The first movement ends in comfort and the second (Andante molto mosso) begins with speed, mimicking the fast flow of a stream by way of a motif in the string section. Also in sonata form, the second movement is delivered in 12/8 meter in the key of B♭ major. The cello section is split in their duties during this movement, with many players assisting the double basses in jubilant pizzicato notes while only two cellists stay with the babbling brook. This movement is unique within the context of the work because it delivers a cluster of bird calls rendered in a woodwind cadenza towards its end. Interestingly, Beethoven was very specific about which birds were to be imitated by which instruments: the flute plays the song of the nightingale, the oboe provides the somber notes of the quail, and two clarinets warble the jubilant sounds of a cuckoo or two.
After a refreshing chorus of birdsong, movement three (Allegro) unfolds. A scherzo in 3/4 time, this country folk dance returns us to the main key of F major to revel and frolic amongst the trees.
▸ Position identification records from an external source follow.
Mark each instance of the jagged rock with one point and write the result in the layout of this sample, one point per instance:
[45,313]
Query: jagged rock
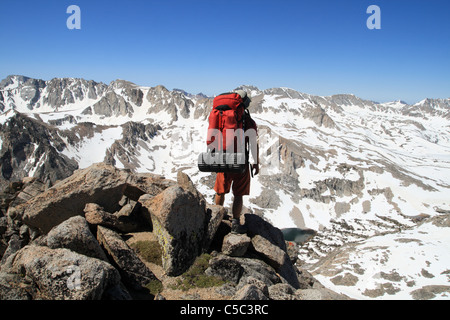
[249,292]
[319,294]
[269,242]
[261,285]
[126,220]
[226,268]
[15,287]
[134,272]
[277,258]
[14,245]
[235,245]
[178,220]
[214,217]
[237,270]
[31,188]
[74,234]
[100,183]
[258,226]
[63,274]
[281,291]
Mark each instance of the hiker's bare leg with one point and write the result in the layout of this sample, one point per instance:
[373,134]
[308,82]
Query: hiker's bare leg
[220,199]
[237,207]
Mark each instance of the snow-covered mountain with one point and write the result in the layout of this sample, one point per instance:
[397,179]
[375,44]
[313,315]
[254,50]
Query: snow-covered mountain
[373,180]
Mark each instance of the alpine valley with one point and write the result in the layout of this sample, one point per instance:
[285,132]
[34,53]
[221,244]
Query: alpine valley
[367,183]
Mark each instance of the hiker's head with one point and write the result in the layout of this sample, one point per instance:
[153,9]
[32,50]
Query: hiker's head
[244,97]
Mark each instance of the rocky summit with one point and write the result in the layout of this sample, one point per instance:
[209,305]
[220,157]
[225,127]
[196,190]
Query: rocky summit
[360,186]
[72,241]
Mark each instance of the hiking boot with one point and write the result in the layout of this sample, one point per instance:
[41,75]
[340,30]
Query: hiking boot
[237,228]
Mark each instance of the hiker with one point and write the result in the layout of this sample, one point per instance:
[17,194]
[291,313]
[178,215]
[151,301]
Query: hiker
[239,183]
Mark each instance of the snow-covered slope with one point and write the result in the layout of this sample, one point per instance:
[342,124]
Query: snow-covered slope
[355,171]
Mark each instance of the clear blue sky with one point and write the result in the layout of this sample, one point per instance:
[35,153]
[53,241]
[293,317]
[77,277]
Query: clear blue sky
[320,47]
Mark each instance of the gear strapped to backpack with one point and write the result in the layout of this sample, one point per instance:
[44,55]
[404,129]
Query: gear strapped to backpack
[226,147]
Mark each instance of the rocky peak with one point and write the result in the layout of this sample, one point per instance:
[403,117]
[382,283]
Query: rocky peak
[30,148]
[79,228]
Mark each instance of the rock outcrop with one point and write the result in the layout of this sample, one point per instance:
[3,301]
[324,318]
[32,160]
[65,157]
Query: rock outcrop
[65,242]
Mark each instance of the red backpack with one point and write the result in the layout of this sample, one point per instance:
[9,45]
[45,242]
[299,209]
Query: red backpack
[226,155]
[227,113]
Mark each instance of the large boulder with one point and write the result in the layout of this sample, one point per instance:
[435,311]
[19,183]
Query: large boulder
[268,241]
[178,219]
[277,258]
[136,275]
[100,183]
[74,234]
[126,220]
[61,274]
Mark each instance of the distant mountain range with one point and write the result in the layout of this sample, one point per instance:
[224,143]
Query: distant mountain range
[370,178]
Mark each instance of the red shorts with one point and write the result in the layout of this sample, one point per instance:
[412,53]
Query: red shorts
[240,182]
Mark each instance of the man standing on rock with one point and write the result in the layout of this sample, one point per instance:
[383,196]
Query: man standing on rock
[239,183]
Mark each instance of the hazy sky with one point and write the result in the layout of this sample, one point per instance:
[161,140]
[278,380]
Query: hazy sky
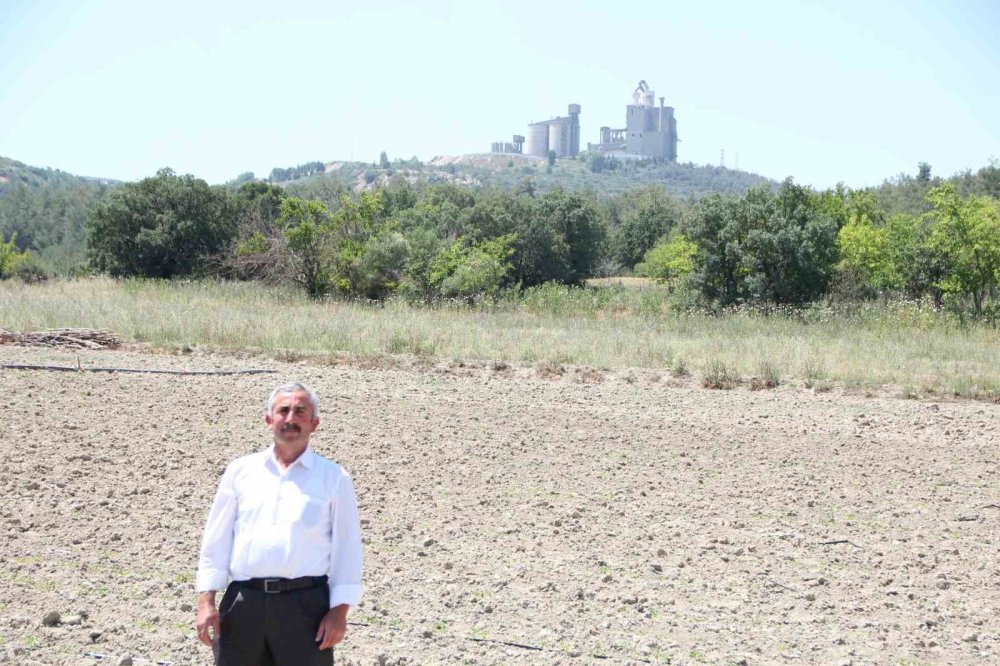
[824,92]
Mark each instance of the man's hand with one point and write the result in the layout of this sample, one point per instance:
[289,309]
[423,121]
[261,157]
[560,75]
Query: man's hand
[207,618]
[332,627]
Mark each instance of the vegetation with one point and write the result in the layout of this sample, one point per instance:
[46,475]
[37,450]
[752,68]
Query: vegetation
[767,246]
[611,327]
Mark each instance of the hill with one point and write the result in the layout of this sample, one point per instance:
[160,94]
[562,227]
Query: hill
[601,175]
[14,173]
[45,209]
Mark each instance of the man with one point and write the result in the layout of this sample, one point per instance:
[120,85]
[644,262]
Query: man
[284,527]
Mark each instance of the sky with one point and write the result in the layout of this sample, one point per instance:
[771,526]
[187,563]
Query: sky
[824,92]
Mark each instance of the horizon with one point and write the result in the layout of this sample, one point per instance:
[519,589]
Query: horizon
[226,88]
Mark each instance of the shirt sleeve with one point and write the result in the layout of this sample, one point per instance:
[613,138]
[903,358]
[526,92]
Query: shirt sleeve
[345,546]
[217,542]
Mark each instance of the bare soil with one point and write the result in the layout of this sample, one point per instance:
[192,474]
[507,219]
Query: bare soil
[514,518]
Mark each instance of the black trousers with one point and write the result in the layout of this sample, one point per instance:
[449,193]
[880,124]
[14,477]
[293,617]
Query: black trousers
[261,629]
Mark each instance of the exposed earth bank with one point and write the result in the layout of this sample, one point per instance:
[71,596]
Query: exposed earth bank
[579,516]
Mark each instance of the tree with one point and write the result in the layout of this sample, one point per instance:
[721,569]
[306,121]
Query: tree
[166,226]
[472,270]
[669,261]
[967,236]
[923,172]
[308,235]
[11,259]
[789,254]
[578,230]
[650,216]
[762,247]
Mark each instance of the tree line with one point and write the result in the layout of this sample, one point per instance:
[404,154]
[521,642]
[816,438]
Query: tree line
[919,236]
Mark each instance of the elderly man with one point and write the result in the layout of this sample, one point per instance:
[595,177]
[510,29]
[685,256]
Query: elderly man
[284,528]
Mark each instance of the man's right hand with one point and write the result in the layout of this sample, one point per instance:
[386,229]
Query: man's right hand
[207,620]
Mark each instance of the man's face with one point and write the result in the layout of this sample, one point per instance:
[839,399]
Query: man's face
[292,420]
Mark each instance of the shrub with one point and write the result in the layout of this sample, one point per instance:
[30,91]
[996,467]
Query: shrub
[719,375]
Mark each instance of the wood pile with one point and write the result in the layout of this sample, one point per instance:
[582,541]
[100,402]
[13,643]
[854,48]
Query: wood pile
[70,338]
The doubling of the trio movement makes this an unusual, but memorable scherzo. Another odd choice on Beethoven’s part was to prematurely end the appearance of the third scherzo theme. Beethoven forever changed how scherzi would be composed through the creativity he displayed within this movement. As the tempo builds in excitement and vitesse, the movement suddenly stops without warning. We are catapulted immediately into the fourth movement with no time to prepare ourselves as a thunderstorm threatens in the distance.
Beethoven outdoes himself in this fourth movement (which bears the same name as the third) by using a 4/4 meter in F minor to depict a lightning shower of violent proportions. What starts as a few drops of rain quickly turns into an awe-inspiring musical downpour. After the storm passes, Beethoven borrows from Mozart’s String Quintet in G minor of 1787. He accomplishes this by simmering a stormy preface into a rich final movement of serenity.
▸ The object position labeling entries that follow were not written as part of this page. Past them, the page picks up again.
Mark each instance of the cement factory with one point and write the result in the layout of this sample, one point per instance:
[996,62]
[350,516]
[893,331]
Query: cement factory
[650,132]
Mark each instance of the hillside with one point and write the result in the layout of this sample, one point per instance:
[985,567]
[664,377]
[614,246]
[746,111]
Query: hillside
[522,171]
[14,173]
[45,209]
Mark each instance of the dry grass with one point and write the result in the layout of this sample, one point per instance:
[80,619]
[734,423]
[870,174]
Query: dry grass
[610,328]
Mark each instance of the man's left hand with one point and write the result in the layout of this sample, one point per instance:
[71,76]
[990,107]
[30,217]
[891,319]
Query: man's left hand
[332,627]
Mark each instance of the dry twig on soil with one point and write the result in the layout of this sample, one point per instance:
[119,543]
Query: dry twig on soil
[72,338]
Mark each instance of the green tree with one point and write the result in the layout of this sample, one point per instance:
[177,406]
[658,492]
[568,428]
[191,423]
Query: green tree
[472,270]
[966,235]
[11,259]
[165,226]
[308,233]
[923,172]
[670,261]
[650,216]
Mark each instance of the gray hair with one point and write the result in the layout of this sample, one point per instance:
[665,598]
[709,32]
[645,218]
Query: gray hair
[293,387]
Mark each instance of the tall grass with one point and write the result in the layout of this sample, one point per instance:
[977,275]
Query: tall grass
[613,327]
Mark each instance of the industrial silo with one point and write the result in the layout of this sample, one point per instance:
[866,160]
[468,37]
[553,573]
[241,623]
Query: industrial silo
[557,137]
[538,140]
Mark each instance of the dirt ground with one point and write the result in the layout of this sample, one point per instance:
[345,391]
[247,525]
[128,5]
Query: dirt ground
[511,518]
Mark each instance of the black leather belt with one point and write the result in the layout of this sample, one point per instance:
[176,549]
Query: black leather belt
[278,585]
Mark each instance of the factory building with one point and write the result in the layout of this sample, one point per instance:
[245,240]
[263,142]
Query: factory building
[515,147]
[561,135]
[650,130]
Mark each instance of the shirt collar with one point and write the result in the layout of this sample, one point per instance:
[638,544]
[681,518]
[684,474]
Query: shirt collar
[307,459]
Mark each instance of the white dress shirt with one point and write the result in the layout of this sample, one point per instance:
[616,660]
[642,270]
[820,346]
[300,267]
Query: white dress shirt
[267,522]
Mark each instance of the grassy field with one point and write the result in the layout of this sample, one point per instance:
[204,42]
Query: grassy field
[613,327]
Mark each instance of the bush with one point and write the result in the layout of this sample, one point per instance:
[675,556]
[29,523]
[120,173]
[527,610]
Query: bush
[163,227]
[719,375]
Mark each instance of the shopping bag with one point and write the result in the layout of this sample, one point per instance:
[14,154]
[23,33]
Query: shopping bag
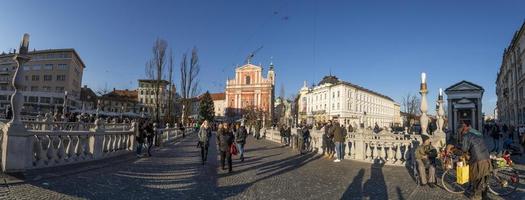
[233,149]
[462,174]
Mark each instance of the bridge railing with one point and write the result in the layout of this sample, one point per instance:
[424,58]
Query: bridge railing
[363,145]
[41,148]
[169,134]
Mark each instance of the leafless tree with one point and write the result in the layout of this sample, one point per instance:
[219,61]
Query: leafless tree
[282,92]
[171,86]
[155,70]
[411,105]
[103,91]
[189,84]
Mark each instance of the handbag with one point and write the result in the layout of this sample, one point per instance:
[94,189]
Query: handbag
[462,174]
[233,149]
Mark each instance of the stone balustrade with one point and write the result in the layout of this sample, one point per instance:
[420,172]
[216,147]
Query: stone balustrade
[50,148]
[169,134]
[365,146]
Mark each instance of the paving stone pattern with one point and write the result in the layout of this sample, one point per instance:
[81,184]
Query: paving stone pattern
[270,171]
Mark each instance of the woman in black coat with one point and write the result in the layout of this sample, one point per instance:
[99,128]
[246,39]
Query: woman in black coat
[225,139]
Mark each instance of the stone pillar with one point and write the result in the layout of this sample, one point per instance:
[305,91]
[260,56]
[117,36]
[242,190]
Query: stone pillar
[454,123]
[359,147]
[17,148]
[473,118]
[96,142]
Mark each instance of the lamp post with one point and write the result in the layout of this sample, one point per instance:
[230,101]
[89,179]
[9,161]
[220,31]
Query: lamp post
[99,104]
[423,120]
[64,107]
[440,113]
[17,100]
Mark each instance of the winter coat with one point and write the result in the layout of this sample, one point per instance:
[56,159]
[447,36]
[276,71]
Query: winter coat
[474,144]
[240,135]
[225,139]
[204,135]
[339,134]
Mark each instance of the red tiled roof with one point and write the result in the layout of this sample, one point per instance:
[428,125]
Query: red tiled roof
[218,96]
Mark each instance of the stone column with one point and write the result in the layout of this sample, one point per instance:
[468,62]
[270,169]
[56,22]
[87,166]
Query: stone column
[96,142]
[17,143]
[473,118]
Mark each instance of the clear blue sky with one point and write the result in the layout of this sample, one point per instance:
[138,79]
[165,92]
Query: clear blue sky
[381,45]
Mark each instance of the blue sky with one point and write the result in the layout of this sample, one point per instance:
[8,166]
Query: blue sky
[381,45]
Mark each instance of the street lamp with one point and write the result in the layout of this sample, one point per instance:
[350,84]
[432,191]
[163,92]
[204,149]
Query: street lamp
[64,107]
[17,100]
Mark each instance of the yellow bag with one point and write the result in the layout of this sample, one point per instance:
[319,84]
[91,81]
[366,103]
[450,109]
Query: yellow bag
[462,174]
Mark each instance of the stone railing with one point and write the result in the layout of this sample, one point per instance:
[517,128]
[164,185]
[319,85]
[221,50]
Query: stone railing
[364,145]
[61,147]
[73,126]
[169,134]
[392,149]
[42,145]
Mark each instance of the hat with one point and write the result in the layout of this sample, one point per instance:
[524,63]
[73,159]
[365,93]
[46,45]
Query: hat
[425,138]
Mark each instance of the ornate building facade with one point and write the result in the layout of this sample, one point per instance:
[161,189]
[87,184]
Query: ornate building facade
[333,99]
[510,82]
[250,90]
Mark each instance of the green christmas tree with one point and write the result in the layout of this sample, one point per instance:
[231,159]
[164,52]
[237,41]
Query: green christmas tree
[206,108]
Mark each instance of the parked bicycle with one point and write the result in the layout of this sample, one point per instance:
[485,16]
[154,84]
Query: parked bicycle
[503,179]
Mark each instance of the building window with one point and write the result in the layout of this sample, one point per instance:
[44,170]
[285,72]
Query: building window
[48,77]
[33,99]
[45,100]
[62,66]
[61,77]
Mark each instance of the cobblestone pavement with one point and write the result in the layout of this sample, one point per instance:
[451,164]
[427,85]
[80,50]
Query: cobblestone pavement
[269,171]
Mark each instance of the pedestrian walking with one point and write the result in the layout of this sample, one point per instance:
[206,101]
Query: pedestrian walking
[225,139]
[496,135]
[258,126]
[141,136]
[480,166]
[181,128]
[149,136]
[426,159]
[339,140]
[204,140]
[326,139]
[240,139]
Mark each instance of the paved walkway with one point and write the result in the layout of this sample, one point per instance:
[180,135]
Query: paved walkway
[269,171]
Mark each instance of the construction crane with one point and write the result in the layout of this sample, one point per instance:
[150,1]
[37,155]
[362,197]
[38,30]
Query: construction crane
[252,54]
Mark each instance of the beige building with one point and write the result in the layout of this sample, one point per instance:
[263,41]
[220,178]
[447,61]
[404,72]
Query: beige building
[510,82]
[119,102]
[146,96]
[46,77]
[350,104]
[219,104]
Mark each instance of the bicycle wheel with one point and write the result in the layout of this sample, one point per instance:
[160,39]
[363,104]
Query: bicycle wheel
[503,181]
[448,180]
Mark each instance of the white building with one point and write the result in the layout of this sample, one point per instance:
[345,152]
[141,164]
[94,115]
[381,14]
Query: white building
[333,99]
[219,104]
[146,96]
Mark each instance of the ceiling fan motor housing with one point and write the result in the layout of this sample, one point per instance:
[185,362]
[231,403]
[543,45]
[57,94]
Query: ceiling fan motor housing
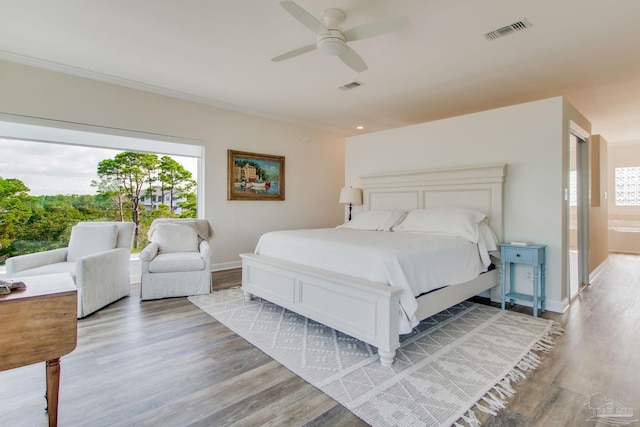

The finale of this symphony (Allegretto) is in F major and features a meter of 6/8 time. Capitalizing on sonata rondo form, in which the main theme appears in the tonic key at the beginning of the development as well as the exposition and the recapitulation, the finale presents a symmetrical eight-bar theme to conjure the sounds of a shepherds’ thanksgiving song. The coda is soft at first, but soon grows to encompass the entire orchestra. The violin section is incredibly active in this final section, playing rapid triplet tremolo to increase the emotional tension. There comes a moment in every great piece of music that is utterly unforgettable, and for Beethoven’s Pastoral Symphony this moment occurs during the final passages of the coda. The prayer-like quality of this passage culminates in two victorious F-chords, summarizing the majesty of nature like no one else could. Beethoven found his gentle side in nature, and we hope you enjoy your Saskatoon Symphony Orchestra’s performance of Beethoven’s Pastoral Symphony at our Trip to the Country concert!